German rabbi; born in Murowana-Goslin, Posen, 1811; died in Oppeln, Prussian Silesia, Aug. 25, 1895. Having acquired his diploma as Ph.D., he went as rabbi to Posen, where he introduced a modern synagogal service with German sermons. He met, however, strong opposition, headed by Solomon Eger; and the services could take place only under police protection. In 1845 Wiener was called as rabbi to Oppeln, where he officiated until his death. He was one of the most progressive rabbis of his time; and at the synods of Cassel (1844), Leipsic (1869), and Augsburg (1870) he advocated the following reforms in Judaism: revision of the prayer-book; employment of the organ in divine service; permission to travel on Sabbaths; and the abolition of all second days of festivals. His chief ambition, however, was to release the Jews from what he called the authority of the Talmud.

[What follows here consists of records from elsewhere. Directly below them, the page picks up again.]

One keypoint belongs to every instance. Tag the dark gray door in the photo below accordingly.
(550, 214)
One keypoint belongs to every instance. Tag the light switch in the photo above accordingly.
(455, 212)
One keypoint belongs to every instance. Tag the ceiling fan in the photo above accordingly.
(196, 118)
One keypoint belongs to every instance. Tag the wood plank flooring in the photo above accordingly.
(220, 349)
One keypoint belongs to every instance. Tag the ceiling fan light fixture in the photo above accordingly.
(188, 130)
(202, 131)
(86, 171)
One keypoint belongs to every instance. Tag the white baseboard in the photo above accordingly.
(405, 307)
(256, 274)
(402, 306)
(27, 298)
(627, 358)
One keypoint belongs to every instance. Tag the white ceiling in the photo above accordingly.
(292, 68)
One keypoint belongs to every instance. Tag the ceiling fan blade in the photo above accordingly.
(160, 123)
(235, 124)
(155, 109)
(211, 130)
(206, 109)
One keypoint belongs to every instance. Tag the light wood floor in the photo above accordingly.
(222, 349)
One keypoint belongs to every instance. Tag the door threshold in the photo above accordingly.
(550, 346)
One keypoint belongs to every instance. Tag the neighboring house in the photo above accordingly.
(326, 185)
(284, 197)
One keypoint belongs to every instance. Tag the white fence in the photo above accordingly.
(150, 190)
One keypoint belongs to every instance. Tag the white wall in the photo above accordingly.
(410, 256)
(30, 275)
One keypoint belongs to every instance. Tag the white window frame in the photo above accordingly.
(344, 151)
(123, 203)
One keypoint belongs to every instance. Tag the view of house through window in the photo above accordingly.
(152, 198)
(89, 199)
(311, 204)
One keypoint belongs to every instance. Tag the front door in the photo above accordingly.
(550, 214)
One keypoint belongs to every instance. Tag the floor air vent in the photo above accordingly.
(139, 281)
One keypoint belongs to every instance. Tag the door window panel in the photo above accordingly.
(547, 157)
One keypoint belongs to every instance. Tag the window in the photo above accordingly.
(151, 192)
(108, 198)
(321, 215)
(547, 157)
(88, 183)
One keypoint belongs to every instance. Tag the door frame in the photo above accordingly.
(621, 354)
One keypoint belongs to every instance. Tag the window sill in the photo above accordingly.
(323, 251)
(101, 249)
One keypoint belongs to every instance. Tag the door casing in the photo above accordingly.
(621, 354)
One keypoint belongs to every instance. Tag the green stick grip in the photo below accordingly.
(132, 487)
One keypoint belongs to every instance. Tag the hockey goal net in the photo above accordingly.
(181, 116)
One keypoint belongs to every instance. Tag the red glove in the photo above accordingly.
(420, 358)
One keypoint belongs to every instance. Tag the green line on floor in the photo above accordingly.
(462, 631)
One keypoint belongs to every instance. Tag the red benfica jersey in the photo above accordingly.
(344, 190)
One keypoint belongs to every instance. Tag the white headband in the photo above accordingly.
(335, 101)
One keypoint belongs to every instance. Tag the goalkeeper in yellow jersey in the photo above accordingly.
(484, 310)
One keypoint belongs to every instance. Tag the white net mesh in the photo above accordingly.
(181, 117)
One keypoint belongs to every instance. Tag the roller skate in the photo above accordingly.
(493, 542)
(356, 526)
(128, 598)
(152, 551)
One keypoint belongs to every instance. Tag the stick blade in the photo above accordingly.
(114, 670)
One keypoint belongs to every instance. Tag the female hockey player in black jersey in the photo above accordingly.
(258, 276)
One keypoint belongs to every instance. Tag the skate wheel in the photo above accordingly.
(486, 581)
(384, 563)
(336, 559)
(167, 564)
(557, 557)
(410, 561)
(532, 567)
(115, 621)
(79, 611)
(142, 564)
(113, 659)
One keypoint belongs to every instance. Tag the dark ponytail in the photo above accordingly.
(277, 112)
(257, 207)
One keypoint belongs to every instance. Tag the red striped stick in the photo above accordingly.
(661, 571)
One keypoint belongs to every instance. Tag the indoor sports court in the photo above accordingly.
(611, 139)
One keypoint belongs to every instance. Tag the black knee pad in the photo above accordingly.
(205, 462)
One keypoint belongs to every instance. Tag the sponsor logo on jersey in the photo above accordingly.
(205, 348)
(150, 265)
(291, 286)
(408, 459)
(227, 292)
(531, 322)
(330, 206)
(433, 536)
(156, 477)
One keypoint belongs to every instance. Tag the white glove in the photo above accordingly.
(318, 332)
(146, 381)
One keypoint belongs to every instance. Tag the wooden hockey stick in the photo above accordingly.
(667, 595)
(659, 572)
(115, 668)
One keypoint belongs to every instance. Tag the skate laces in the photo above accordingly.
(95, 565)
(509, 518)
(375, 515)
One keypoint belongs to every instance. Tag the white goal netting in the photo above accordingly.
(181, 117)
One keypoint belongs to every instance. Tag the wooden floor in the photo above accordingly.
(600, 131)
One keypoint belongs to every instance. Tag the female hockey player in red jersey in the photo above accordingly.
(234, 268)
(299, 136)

Wiener was the author of the following works: "Die Opfer- und Akeda-Gebete. Ein Beitrag zur Orientierung in der Cultusfrage" (Breslau, 1869); "Worte Gesprochen an der Bahre der Seligen Frau Rosalie Verwitwete Cohn" (Oppeln, 1871); and "Die Jüdischen Speisegesetze" (Breslau, 1895), a very radical criticism of the dietary laws.
- Allg. Zeit. des Jud. 1892, pp. 51-53;
- Aḥiasaf, 1896, p. 303;
- Lippe, Bibliographisches Lexikon, 1881, p. 532.